Quanto dobbiamo preoccuparci del debito pubblico italiano? Una notizia come quella del dato del debito in riferimento allo storico massimo italiano non può che essere un dato da sfruttare in campagna elettorale, in particolare per criticare il lavoro compiuto governo di Mario draghi. Eppure l’aumento del debito pubblico non riflette le condizioni del Paese e anzi se l’aumento del debito rimarrà stabile per il resto del 2022, anche il rapporto tra debito e Pil non aumenterà e potrà solo restare stabile o diminuire.
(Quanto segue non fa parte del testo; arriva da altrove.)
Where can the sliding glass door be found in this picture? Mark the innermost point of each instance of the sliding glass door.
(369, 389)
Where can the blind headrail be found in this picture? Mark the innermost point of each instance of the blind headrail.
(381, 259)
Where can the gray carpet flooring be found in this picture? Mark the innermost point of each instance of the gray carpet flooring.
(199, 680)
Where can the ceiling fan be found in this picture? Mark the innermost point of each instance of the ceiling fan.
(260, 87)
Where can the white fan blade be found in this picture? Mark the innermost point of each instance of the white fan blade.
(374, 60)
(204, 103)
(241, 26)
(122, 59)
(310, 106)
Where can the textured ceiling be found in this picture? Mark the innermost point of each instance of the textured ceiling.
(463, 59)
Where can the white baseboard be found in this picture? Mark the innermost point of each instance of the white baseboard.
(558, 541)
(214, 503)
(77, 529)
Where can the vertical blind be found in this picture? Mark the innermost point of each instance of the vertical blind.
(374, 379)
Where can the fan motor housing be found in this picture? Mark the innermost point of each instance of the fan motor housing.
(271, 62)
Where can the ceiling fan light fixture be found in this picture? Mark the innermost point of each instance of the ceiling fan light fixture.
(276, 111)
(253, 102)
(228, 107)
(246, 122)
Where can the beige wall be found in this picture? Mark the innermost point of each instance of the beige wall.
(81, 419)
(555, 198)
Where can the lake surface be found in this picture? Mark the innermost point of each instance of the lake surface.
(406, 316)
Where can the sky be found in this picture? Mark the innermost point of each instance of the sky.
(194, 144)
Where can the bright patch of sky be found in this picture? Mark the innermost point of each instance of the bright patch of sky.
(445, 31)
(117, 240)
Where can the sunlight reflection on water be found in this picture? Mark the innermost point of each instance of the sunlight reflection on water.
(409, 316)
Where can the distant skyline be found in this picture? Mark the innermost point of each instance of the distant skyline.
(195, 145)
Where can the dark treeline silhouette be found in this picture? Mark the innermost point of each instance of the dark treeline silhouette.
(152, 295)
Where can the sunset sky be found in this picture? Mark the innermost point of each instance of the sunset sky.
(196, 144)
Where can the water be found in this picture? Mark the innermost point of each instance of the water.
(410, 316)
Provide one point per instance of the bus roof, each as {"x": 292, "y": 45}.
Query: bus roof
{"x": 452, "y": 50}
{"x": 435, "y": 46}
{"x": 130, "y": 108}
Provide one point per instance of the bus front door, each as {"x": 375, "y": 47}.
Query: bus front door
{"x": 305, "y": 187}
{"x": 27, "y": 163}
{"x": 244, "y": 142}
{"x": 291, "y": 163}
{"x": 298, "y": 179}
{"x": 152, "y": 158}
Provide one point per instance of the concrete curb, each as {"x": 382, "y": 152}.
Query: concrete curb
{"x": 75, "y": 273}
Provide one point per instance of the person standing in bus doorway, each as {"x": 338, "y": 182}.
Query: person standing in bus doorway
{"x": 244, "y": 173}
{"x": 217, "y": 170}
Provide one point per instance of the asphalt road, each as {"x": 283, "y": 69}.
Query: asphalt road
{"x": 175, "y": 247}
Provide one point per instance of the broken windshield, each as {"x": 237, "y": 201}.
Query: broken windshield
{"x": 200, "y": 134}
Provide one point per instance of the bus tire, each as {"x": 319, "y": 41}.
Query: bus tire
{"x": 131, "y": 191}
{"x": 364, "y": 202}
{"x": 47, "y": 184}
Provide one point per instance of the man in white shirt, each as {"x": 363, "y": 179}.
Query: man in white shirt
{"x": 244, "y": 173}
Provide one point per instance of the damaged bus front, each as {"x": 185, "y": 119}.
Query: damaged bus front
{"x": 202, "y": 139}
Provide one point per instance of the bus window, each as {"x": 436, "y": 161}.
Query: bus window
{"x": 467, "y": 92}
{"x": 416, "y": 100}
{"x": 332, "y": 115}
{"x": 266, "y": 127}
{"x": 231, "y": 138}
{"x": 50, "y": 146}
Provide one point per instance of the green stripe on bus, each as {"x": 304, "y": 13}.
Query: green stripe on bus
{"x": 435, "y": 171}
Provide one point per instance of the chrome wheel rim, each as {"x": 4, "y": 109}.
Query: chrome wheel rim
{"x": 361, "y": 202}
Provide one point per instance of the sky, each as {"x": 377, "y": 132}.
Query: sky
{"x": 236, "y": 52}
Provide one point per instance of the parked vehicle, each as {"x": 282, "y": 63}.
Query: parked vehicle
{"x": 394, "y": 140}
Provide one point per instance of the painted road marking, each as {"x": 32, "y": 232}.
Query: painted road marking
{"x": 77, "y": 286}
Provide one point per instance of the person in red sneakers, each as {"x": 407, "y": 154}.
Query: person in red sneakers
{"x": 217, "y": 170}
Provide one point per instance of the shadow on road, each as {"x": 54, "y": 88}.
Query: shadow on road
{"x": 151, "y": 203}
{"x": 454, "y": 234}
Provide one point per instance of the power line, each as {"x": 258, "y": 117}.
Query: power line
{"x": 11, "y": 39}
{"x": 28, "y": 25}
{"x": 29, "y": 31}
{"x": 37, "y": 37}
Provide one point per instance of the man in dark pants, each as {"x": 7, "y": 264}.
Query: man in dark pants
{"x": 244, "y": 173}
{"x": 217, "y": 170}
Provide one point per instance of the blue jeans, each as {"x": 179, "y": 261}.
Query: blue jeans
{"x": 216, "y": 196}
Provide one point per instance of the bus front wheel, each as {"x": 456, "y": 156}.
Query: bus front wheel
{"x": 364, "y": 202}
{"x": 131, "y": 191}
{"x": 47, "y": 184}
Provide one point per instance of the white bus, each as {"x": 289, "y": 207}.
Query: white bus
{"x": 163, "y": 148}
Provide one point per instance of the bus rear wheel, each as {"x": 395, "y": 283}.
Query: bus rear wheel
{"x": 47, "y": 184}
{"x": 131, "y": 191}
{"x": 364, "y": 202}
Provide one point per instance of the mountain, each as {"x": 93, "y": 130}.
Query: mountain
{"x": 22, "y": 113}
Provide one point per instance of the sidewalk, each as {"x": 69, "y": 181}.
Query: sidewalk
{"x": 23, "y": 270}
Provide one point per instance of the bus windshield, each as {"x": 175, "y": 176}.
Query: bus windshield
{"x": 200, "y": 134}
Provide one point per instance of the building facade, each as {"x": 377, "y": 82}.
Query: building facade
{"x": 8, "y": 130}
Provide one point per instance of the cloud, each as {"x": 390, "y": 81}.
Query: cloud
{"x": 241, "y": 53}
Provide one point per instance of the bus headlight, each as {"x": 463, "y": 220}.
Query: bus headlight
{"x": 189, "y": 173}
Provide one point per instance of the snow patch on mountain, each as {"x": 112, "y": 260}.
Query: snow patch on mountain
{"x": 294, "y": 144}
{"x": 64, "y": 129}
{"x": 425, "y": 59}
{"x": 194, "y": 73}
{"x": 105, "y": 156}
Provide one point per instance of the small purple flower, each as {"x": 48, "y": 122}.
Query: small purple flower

Debito pubblico italiano ai massimi storici: il legame con il rallentamento economico
Il 16 agosto è stato pubblicato il documento della Banca d’Italia sulla rilevazione dell’indebitamento pubblico italiano. Nel 2022 il debito pubblico è aumentato dell’+1,9%, per un valore corrispondente a 2.766,4 miliardi di euro. Nello specifico, come abbiamo già anticipato nei giorni scorsi, il debito delle amministrazioni locali è sceso di 1,3 miliardi in confronto a maggio, mentre quello delle amministrazioni centrali ha registrato 12,5 miliardi in più.
Nel 46º rapporto dell’Osservatorio dei conti italiani di Mazziero Research - Ricerca finanziaria indipendente, si legge che dall’inizio dell’anno i rendimenti dei titoli di Stato sono fortemente cresciuti, confermando la tendenza già in corso dal secondo semestre del 2021. Il debito pubblico italiano mette di fronte agli effetti dei minori acquisti da parte della Banca centrale europea.
“Il tutto avviene in un contesto di rallentamento economico che dopo un trimestre di Pil negativo potrebbe vederne un altro con segno meno”, si legge. Se queste stime dovessero essere confermate ci troveremo tecnicamente in recessione anche nella seconda parte del 2022, in una situazione di “stabilità” solo grazie al trascinarsi della crescita del 2021. Infatti il contesto economico generale è quello di un Paese che sta affrontando un’inflazione piuttosto alta, dove soprattutto il prezzo dei beni alimentari rimangono ancora molto elevati. Cala soltanto il costo della benzina, che in questi giorni fa segnare cifre intorno all’1,650 -1,750 euro al litro.
L’aumento del debito pubblico italiano è preoccupante?
Per capire se il debito pubblico in Italia è o non è un problema e se c’è da preoccuparci alla notizia del raggiungimento di un massimo storico, non ci si può affidare alla teoria economica. Questo perché in astratto è difficile capire quanto un debito pubblico può essere più o meno preoccupante per un’economia. È evidente che sono le economie salde, quelle che evitano grandi crisi economiche e finanziarie, a essere le economie di successo.
Sull’Osservatorio dei conti pubblici italiani dell’Università cattolica del Sacro Cuore si legge che per l’Italia il problema del debito pubblico è molto serio. Questo perché dagli anni 70 l’Italia fa fatica a mantenere la fiducia dei risparmiatori e continua ad andare incontro a numerose crisi.
Per risolvere il problema del debito dall’Osservatorio dei conti pubblici italiani dell’Università Cattolica del Sacro Cuore arrivano alcune considerazioni. Partendo dal fatto che non esiste una soluzione semplice, l’Osservatorio immagina uno scenario di riforme strutturali volte ad accrescere il saggio di sviluppo dell’economia, ovvero occorre rendere meno difficile fare impresa. Servirebbe inoltre aumentare le tasse, ma nessun partito vuole essere il partito delle tasse e anzi si propongono tagli alla spesa - per far spazio ad altre spese - senza mai proporre importanti passi avanti nel piano di recupero dell’evasione fiscale.